Episode 2: "In der Vergangenheit ist bei Ihnen nur die Problematik der gentechnisch veränderten Lebensmittel zum Thema von Artikeln geworden, aber das ist nur die eine Seite, die andere sollten Sie unbedingt auch in die Zeitung bringen: Nämlich die Tatsache, dass für gentechnisch veränderte Futtermittel ganz andere Vorschriften gelten und dass die Verbraucher häufig gar nicht ahnen, was sie über das Essen von Fleisch da alles zu sich nehmen", sagte ein Anrufer, wollte aber meinen Einwand "dann am besten kein Fleisch mehr essen" nicht als relevanten Beitrag zur Sache gelten lassen.
Episode 3: "Ständig lese ich in der Zeitung etwas über das Problem, dass in Deutschland immer noch nach einem Endlager für den strahlenden Atommüll gesucht wird", sagte ein Anrufer und fragte mich: "Finden Sie es nicht auch bedenklich, dass sich offensichtlich bei und niemand darum kümmert beziehungsweise dafür interessiert, wie unsere Nachbarn wie beispielsweise die Franzosen diese Frage für sich beantworten, wobei doch jeder weiß, dass eine nukleare Katastrophe sich nicht an Landesgrenzen hält und wir also genauso gefährdet wären, wenn in Frankreich etwas passiert?" Der Leser war beruhigt und auch sicher, dass ich sein Anliegen nicht nur verstanden hatte, sondern auch an die Redaktion weiterleiten werde, nachdem ich ihm beschrieben habe, welche Gefühle mich beschleichen, wenn ich an die tschechischen Atomkraftwerke in Dukovany und Temelin denke.
Episode 4: "Ich stelle Ihnen mal eine Frage, bewusst etwas provozierend, sind Sie einverstanden?" hörte ich einen Leser sagen, bevor er mit meinem Einverständnis hinzufügte: "Die Menschen beuten die Erde seit Jahrzehnten aus und wissen ganz genau: Irgendwann ist Schluss, dann ist nichts mehr da, alles weg, das ist ein Naturgesetz, dagegen kann man nichts machen.
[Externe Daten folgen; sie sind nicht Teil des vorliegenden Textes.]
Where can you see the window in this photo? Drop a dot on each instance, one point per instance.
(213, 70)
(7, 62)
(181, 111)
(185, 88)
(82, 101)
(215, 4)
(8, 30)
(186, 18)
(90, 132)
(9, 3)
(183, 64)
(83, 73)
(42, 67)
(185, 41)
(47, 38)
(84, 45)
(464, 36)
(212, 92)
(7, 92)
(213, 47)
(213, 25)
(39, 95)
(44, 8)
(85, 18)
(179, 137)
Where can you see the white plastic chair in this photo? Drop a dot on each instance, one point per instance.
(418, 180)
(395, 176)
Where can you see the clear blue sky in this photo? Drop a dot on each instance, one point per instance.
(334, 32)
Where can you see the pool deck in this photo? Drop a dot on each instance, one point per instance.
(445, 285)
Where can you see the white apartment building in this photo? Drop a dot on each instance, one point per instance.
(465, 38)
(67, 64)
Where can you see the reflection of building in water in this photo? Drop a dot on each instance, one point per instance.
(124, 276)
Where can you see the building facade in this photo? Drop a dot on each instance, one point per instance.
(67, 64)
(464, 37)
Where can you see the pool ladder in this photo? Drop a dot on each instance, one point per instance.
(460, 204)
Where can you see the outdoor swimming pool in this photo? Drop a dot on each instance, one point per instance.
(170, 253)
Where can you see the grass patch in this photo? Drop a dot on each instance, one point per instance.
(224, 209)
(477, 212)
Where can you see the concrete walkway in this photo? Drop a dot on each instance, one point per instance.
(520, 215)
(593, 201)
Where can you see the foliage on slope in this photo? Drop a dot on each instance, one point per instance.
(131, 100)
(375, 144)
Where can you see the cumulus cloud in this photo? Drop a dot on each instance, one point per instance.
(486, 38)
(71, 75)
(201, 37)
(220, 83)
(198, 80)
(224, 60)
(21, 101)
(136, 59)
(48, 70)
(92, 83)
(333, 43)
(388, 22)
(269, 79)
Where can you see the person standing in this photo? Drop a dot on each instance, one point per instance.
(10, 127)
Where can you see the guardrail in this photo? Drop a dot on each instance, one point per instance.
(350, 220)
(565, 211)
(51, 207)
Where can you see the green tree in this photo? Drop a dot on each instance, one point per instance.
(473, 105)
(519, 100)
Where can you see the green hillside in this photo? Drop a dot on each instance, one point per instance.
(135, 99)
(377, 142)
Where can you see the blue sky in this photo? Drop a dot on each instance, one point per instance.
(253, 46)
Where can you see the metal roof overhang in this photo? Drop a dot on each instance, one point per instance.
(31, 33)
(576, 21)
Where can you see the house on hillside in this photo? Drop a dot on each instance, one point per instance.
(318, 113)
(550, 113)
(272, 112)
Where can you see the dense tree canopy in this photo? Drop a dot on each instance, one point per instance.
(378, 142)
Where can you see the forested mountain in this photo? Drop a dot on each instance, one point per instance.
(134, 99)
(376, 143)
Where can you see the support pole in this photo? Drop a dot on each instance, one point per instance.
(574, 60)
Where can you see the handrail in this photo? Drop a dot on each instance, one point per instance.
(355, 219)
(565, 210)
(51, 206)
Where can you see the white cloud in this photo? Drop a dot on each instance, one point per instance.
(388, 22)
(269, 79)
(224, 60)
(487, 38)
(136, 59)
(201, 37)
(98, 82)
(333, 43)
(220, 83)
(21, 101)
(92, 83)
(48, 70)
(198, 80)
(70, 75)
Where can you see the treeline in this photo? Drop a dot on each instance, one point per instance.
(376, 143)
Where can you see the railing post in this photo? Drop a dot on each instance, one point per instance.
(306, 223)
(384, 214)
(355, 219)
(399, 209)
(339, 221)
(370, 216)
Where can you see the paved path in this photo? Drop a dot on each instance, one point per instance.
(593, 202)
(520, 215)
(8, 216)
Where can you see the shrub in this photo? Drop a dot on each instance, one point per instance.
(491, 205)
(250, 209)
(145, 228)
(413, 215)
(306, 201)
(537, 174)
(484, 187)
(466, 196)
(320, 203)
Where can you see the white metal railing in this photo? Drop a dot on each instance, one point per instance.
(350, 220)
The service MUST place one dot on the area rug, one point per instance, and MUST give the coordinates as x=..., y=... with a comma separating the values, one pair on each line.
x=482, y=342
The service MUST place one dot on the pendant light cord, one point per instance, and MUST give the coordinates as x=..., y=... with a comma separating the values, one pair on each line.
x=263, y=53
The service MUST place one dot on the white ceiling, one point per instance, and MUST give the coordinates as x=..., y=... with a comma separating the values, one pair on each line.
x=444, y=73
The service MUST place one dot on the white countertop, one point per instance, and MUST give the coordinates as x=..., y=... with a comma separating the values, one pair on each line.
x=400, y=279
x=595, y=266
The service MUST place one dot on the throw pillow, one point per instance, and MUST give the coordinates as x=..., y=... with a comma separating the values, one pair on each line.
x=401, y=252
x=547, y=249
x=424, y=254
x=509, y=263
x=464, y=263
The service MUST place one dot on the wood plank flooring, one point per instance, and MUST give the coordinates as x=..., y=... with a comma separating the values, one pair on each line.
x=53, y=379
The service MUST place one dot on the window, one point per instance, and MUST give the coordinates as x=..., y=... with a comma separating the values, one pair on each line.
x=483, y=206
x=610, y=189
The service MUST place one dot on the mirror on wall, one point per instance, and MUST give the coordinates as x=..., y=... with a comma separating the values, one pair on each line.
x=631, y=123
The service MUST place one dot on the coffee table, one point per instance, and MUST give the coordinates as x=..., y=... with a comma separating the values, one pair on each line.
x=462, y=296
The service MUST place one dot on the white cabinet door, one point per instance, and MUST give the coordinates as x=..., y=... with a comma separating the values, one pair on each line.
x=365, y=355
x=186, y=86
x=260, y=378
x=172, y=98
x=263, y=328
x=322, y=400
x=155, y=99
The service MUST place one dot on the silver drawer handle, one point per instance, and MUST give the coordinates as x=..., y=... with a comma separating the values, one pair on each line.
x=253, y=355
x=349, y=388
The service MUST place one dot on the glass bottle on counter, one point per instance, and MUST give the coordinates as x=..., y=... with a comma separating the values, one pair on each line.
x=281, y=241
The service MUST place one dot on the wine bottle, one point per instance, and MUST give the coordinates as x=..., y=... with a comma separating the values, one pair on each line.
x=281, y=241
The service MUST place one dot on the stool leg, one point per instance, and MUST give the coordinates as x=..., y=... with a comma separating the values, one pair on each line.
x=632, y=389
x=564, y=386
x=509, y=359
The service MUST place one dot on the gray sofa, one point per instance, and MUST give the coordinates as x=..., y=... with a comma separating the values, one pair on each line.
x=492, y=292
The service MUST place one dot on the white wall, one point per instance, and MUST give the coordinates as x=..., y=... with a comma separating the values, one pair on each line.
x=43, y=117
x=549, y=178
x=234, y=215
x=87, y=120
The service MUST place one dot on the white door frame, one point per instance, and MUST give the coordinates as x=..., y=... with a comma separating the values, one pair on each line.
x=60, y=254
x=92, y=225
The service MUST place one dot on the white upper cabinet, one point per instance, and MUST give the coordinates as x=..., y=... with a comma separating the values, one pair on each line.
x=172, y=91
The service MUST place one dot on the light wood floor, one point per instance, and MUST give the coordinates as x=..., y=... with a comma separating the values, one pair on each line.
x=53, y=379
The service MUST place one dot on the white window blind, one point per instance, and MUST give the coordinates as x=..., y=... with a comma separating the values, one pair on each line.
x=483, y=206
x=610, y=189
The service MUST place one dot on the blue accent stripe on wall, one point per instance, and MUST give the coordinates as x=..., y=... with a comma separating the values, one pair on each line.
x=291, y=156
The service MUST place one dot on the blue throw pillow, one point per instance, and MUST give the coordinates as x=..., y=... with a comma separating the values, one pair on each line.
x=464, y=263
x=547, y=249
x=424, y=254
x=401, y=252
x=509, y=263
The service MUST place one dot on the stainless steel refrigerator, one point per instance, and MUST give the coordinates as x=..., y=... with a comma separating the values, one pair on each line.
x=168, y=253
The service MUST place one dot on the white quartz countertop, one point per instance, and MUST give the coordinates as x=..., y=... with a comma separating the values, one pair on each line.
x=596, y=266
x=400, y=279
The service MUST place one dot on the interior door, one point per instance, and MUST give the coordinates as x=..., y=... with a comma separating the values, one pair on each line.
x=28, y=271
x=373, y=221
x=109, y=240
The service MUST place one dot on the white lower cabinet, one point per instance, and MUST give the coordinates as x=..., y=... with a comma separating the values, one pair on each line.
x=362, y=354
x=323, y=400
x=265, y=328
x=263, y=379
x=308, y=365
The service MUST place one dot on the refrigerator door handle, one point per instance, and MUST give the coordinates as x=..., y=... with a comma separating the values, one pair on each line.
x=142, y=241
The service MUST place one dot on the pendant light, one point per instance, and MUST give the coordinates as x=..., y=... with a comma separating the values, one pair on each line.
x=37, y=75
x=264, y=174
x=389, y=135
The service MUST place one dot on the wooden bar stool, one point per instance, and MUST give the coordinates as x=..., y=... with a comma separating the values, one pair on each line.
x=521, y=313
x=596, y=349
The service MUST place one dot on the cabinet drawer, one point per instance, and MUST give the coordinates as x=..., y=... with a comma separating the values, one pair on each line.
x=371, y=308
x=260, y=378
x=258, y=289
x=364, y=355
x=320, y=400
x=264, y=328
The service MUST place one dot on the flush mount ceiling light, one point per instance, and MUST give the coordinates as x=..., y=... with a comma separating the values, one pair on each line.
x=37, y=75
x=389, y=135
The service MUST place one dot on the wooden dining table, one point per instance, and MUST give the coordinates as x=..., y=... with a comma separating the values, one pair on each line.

Aber was passiert dann?" Ich schwieg, merkte also nicht, dass genau das die Frage war, die er mir stellen wollte, nachdem er mich um Erlaubnis gebeten hatte. Deshalb sprach der Leser weiter und fühlte sich rundum bestätigt: "Sehen Sie, Sie haben auch nicht mal die Spur einer Ahnung, was darauf die Antwort sein könnte. Deshalb meine Bitte: Schreiben Sie ihn Ihrer Zeitung darüber, am besten über eine ganze Seite verteilt." Dass dieses Thema vermutlich Stoff für ein Buch liefern könnte, wollte der Anrufer als Argument gegen eine schnell recherchierte Berichterstattung nicht gelten lassen: "Sie haben gute Reporter, die Kurzfassung reicht mir."
Episode 5: "Weil Sie ein Freund von geflügelten Wortspielen sind und ich außerdem weiß, dass Sie sich als Hüter des richtigen Gebrauchs von Redensarten verstehen, habe ich mir überlegt, dass ich Ihnen einfach einige sagen werde, um zum Ausdruck zu bringen, was ich von dem Inhalte Ihrer Kolumne halte", sagte ein Leser (vielleicht nicht wörtlich, weil so schnell kann ich dann doch nicht mitschreiben, aber ich gebe mir immer Mühe, den Sinn vollständig zu erfassen und in schöne Sätze fließen zu lassen) und bezog sich damit auf meinen Beitrag "Bier, Geld und Sex" auf der jüngste Seite Leserforum. Und er legte los: "Traue keiner Statistik, die Du nicht selbst gefälscht hast", lautete die erste Redensart, während ich auch nach der zweiten noch nicht ahnte, worauf der Anrufer hinaus wollte: "Die Statistik ist eine Hure; sie lässt sich alles gefallen, man kann alles mit ihr machen." Der Anrufer machte eine Pause, ich schwieg auch, dann fragte er: "Noch eine? Wie wäre es mit dieser: Statistiken sind wie Miniröcke. Sie zeigen viel, verhüllen aber das Wesentliche." Nun war ich an der Reihe: "Es reicht", sagte ich, worauf ich diesen Kommentar hörte: "Das stimmt, verschonen Sie uns also künftig mit solchen blödsinnigen Vergleichen von statistischen Durchschnittswerten."